Researchers identify 10 pesticides toxic to neurons involved in Parkinson’s

Researchers at UCLA Health and Harvard have identified 10 pesticides that significantly damaged neurons involved in the development of Parkinson’s disease, providing new clues about the role of environmental toxins in the disease.

While environmental factors such as exposure to pesticides have long been linked to Parkinson’s disease, it’s more difficult to pinpoint which pesticides may increase the risk of the neurodegenerative disorder. In California alone, the country’s largest agricultural producer and exporter, there are nearly 14,000 pesticide products with more than 1,000 active ingredients registered for use.

A novel combination of epidemiology and toxicity screening that leveraged California’s extensive pesticide use database allowed researchers at UCLA and Harvard to identify 10 pesticides that were directly toxic to dopaminergic neurons. The neurons play a key role in voluntary movement and the death of these neurons is a hallmark of Parkinson’s.

Furthermore, the researchers found that simultaneous exposure of pesticides typically used in combinations in cotton farming was more toxic than a single pesticide in that group.

For this study, published May 16 in Nature communicationUCLA researchers examined decades of exposure history for 288 pesticides among Central Valley Parkinson’s disease patients who had participated in previous studies.

The researchers were able to determine the long-term exposure for each person and then, using what they called a pesticide-wide association analysis, tested each pesticide individually for association with Parkinson’s. From this untargeted screen, researchers identified 53 pesticides that appeared to be involved in Parkinson’s — most of which had not previously been investigated for a possible link and are still in use.

Those results were shared for lab analysis led by Richard Krolewski, MD, Ph.D., a neurology instructor at Harvard and neurologist at Brigham and Women’s Hospital. He tested the toxicity of most of those pesticides in dopaminergic neurons derived from Parkinson’s patients using what are known as induced pluripotent stem cells. Parkinson’s disease.

The 10 pesticides identified as directly toxic to these neurons were: four insecticides (dicofol, endosulfan, naled, propargite), three herbicides (diquat, endothal, trifluralin), and three fungicides (copper sulfate). [basic and pentahydrate] and folpet). Most pesticides are still used in the United States.

Aside from their toxicity in dopaminergic neurons, there is little that unites these pesticides. They have a range of uses, are structurally different, and have no prior toxicity classification.

Researchers also tested the toxicity of multiple pesticides commonly applied in cotton fields around the same time, according to California’s pesticide database. Combinations with trifluralin, one of California’s most commonly used herbicides, produced the most toxicity. Previous research in the Agricultural Health Study, a large pesticide-applied research project, had also linked trifluralin to Parkinson’s disease.

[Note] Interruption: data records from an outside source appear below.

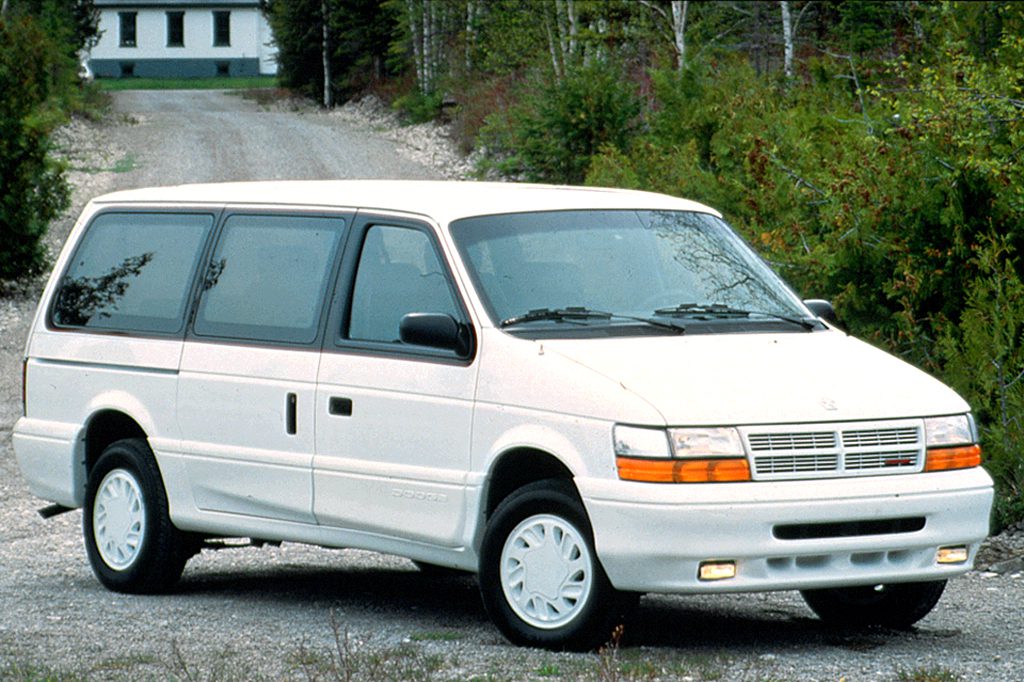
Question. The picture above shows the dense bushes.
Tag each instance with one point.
(902, 201)
(39, 86)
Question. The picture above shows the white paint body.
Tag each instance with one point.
(251, 37)
(409, 471)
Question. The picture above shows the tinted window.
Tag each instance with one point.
(132, 271)
(221, 29)
(398, 272)
(267, 278)
(175, 29)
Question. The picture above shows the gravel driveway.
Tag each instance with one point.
(302, 612)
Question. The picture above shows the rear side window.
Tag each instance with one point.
(398, 272)
(132, 271)
(267, 278)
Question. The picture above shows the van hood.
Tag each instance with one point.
(763, 378)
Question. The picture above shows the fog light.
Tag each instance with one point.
(717, 570)
(951, 555)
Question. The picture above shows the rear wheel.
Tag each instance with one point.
(894, 605)
(540, 578)
(129, 538)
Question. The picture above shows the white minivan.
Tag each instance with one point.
(580, 394)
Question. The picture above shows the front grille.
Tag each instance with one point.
(837, 450)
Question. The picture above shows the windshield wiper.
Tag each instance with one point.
(581, 313)
(712, 310)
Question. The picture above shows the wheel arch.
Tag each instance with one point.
(518, 467)
(103, 428)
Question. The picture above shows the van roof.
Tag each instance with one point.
(442, 201)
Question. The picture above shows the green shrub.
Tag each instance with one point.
(33, 189)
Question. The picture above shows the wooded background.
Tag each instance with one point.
(869, 151)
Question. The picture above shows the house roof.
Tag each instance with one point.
(441, 201)
(153, 4)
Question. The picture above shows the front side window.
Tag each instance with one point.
(267, 278)
(127, 26)
(221, 29)
(175, 29)
(669, 269)
(398, 272)
(132, 271)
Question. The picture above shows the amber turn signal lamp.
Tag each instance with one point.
(717, 570)
(945, 459)
(951, 555)
(719, 470)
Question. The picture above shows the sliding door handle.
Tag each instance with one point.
(339, 407)
(291, 418)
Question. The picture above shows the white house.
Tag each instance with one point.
(182, 39)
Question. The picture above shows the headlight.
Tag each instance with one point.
(637, 441)
(680, 456)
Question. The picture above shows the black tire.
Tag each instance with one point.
(131, 543)
(434, 570)
(583, 606)
(895, 605)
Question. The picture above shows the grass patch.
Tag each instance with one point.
(241, 83)
(928, 675)
(549, 670)
(125, 164)
(22, 672)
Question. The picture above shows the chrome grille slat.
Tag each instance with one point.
(819, 451)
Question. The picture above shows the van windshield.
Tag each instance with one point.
(614, 270)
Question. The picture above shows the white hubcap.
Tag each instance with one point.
(119, 519)
(546, 571)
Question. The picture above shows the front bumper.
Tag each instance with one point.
(652, 538)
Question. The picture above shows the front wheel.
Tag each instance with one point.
(131, 543)
(540, 578)
(894, 605)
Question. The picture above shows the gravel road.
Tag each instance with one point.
(303, 612)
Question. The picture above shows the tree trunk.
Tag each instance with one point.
(679, 30)
(573, 25)
(786, 39)
(416, 35)
(553, 46)
(326, 54)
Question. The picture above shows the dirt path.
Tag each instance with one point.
(304, 612)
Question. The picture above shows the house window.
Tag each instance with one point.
(127, 29)
(175, 29)
(221, 29)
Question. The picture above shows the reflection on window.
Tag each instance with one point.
(398, 272)
(630, 262)
(267, 278)
(132, 272)
(127, 26)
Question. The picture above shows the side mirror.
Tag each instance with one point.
(822, 309)
(435, 331)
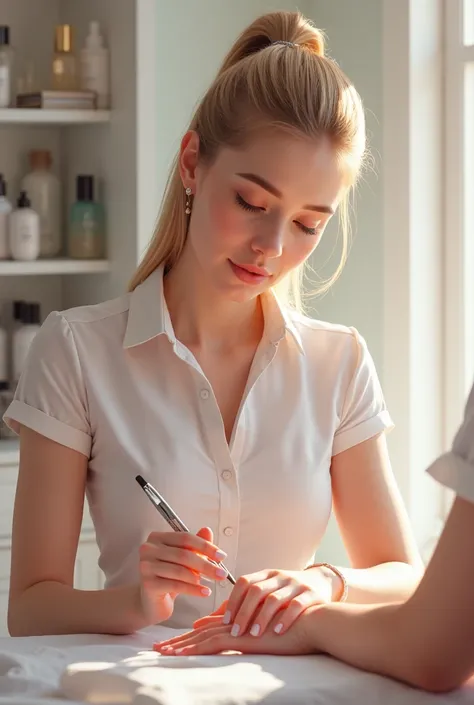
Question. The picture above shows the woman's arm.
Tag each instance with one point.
(374, 526)
(46, 526)
(427, 641)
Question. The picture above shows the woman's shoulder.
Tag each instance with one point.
(93, 319)
(316, 331)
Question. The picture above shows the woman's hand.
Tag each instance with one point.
(260, 597)
(173, 563)
(216, 638)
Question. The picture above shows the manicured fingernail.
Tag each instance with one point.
(235, 630)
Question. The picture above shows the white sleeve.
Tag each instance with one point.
(364, 413)
(455, 469)
(50, 397)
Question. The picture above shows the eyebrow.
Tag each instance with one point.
(260, 181)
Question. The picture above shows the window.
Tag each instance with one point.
(459, 210)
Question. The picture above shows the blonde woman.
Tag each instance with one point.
(426, 641)
(250, 419)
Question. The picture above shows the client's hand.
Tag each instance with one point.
(213, 639)
(259, 598)
(173, 563)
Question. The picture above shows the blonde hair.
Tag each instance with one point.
(276, 74)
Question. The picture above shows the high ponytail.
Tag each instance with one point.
(276, 74)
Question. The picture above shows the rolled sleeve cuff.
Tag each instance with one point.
(454, 472)
(19, 413)
(362, 432)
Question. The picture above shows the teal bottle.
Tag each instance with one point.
(86, 236)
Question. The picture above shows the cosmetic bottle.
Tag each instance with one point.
(24, 230)
(6, 65)
(64, 67)
(5, 211)
(94, 62)
(44, 192)
(86, 237)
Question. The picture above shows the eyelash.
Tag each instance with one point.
(255, 209)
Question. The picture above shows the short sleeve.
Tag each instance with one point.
(455, 469)
(50, 397)
(364, 413)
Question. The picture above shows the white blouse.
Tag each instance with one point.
(112, 382)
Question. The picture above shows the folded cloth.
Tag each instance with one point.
(148, 678)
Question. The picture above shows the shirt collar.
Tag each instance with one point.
(148, 315)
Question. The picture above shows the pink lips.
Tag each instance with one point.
(249, 273)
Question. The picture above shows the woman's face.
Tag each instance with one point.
(258, 211)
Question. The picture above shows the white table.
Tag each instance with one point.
(34, 671)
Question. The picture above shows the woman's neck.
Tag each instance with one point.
(203, 321)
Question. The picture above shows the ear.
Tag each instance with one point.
(188, 159)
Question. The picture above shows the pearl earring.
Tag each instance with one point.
(187, 210)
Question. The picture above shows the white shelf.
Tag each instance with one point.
(9, 452)
(53, 266)
(40, 116)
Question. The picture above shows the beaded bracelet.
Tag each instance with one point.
(336, 571)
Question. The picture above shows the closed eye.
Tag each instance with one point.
(257, 209)
(247, 206)
(306, 230)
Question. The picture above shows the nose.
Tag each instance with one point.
(269, 241)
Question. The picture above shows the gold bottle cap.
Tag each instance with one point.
(63, 38)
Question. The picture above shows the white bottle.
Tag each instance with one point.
(5, 210)
(95, 67)
(3, 359)
(23, 337)
(24, 231)
(6, 56)
(44, 191)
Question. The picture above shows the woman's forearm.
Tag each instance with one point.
(385, 639)
(387, 582)
(54, 608)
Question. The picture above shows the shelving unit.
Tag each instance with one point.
(37, 116)
(117, 146)
(120, 148)
(53, 267)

Kimberly Paul, Ph.D., a lead author and assistant professor of neurology at UCLA, said the study showed that their approach can broadly screen for pesticides involved in Parkinson’s and better understand the power of these associations.

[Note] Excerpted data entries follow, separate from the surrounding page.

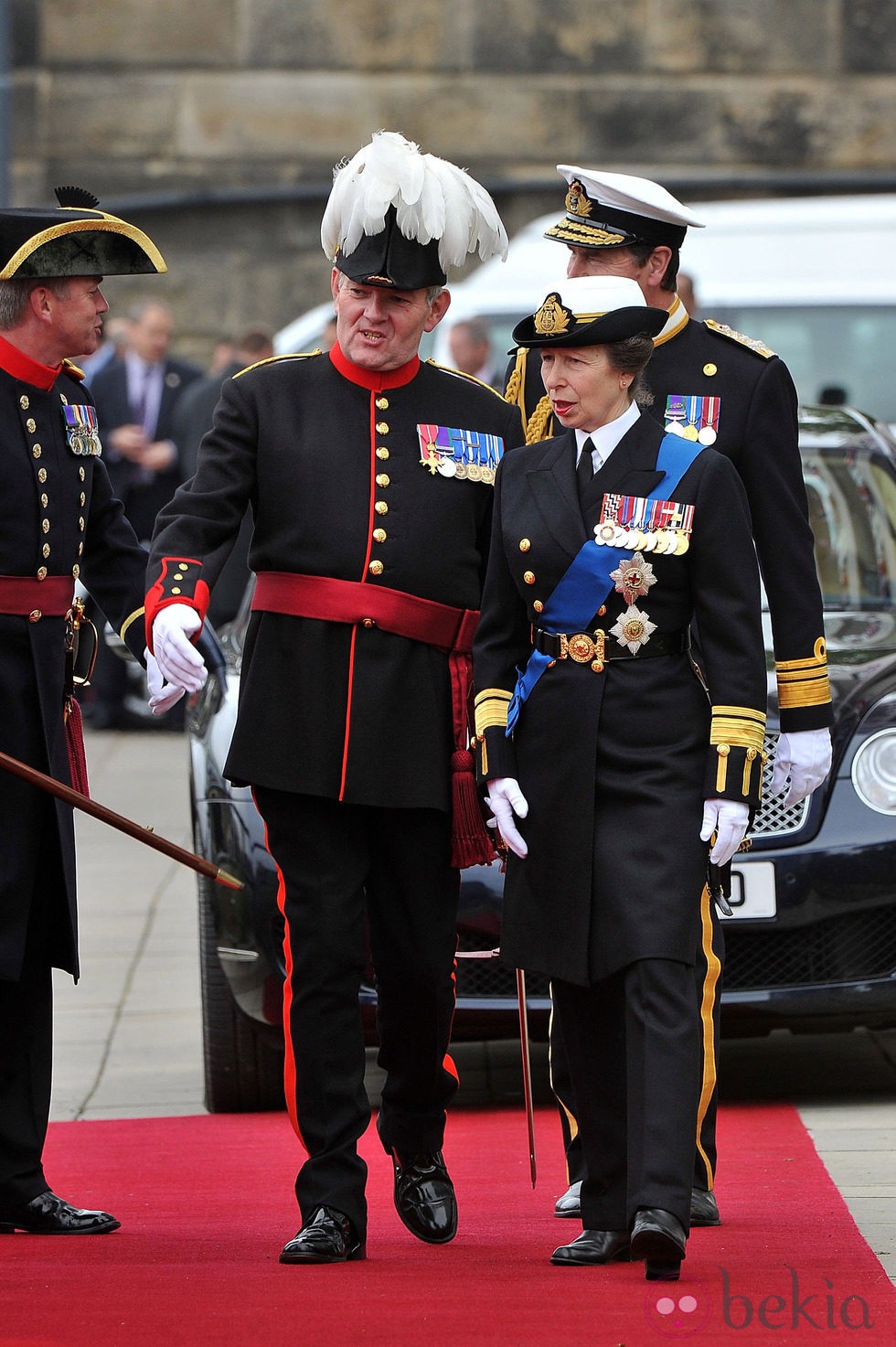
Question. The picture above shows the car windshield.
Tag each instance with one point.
(852, 508)
(838, 353)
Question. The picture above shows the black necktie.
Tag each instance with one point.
(585, 469)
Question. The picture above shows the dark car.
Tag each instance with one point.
(813, 939)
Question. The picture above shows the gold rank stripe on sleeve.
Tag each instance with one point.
(804, 682)
(491, 709)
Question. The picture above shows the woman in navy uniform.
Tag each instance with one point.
(369, 478)
(611, 751)
(731, 392)
(59, 523)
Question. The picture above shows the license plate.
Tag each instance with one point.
(752, 891)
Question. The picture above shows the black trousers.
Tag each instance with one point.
(708, 986)
(340, 863)
(26, 1071)
(634, 1050)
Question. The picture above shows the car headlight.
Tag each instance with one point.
(875, 772)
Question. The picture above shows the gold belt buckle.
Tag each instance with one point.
(583, 649)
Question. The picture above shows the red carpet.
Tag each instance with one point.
(207, 1204)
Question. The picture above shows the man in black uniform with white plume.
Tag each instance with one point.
(721, 388)
(369, 480)
(59, 523)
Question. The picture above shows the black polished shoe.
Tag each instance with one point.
(327, 1236)
(704, 1209)
(424, 1196)
(657, 1236)
(571, 1203)
(51, 1215)
(593, 1246)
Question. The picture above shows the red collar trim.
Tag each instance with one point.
(28, 370)
(373, 379)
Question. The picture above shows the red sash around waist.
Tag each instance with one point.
(372, 605)
(23, 594)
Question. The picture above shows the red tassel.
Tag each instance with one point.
(472, 843)
(74, 741)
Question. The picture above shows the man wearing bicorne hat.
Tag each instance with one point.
(369, 477)
(728, 390)
(59, 523)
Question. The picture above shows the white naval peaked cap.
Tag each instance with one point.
(614, 209)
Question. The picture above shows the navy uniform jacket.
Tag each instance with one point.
(329, 464)
(616, 764)
(59, 518)
(757, 430)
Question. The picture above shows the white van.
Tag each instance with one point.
(814, 278)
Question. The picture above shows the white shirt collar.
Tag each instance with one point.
(605, 438)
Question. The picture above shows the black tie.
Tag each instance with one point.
(585, 470)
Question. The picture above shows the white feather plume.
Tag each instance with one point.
(432, 197)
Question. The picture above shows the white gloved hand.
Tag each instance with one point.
(181, 663)
(805, 756)
(162, 695)
(506, 799)
(728, 819)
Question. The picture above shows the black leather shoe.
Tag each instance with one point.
(657, 1236)
(593, 1246)
(571, 1203)
(51, 1215)
(424, 1196)
(327, 1236)
(704, 1209)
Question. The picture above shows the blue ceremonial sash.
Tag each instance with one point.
(573, 601)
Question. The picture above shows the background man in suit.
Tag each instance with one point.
(136, 401)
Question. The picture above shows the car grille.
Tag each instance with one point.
(773, 817)
(486, 978)
(844, 948)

“We were able to involve individual agents more than any other study before, and it was done in a completely agnostic way,” Paul said. “When you put this kind of agnostic screening together with a field-to-bench paradigm, you can pinpoint pesticides that look like they’re pretty important in the disease.”

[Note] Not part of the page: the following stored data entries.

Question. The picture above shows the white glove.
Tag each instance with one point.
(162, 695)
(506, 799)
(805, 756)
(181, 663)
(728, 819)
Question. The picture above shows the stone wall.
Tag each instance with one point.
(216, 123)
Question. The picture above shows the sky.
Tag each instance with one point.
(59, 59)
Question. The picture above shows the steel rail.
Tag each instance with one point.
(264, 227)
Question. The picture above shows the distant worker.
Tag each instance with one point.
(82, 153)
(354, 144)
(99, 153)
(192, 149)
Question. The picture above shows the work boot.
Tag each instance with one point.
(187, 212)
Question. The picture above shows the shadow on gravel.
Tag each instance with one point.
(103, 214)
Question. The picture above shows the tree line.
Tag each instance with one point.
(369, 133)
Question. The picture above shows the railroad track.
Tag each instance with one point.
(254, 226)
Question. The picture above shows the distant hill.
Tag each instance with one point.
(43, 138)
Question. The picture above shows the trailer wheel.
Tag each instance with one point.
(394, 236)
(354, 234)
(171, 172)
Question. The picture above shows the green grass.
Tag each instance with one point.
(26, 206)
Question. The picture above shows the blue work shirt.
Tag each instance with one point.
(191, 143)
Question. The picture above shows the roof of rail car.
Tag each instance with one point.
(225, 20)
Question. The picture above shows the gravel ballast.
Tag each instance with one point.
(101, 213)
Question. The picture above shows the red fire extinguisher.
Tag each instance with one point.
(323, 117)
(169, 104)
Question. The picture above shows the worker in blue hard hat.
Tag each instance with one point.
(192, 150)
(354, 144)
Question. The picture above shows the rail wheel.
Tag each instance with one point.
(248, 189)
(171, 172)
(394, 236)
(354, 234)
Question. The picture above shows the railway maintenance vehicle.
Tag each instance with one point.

The researchers next plan to study epigenetic and metabolomic features associated with exposure using integrative omics to help describe which biological pathways are disrupted in Parkinson’s patients who have experienced pesticide exposure. More detailed mechanistic studies of the specific neuronal processes affected by pesticides such as trifluralin and copper are also underway in the Harvard/Brigham and Women’s labs.

The lab work focuses on different effects on dopamine neurons and cortical neurons, which are important for movement and cognitive symptoms in Parkinson’s patients, respectively. The basic science is also expanding to studies of pesticides on non-neuronal cells in the brain – the glia – to better understand how pesticides affect the function of these critical cells.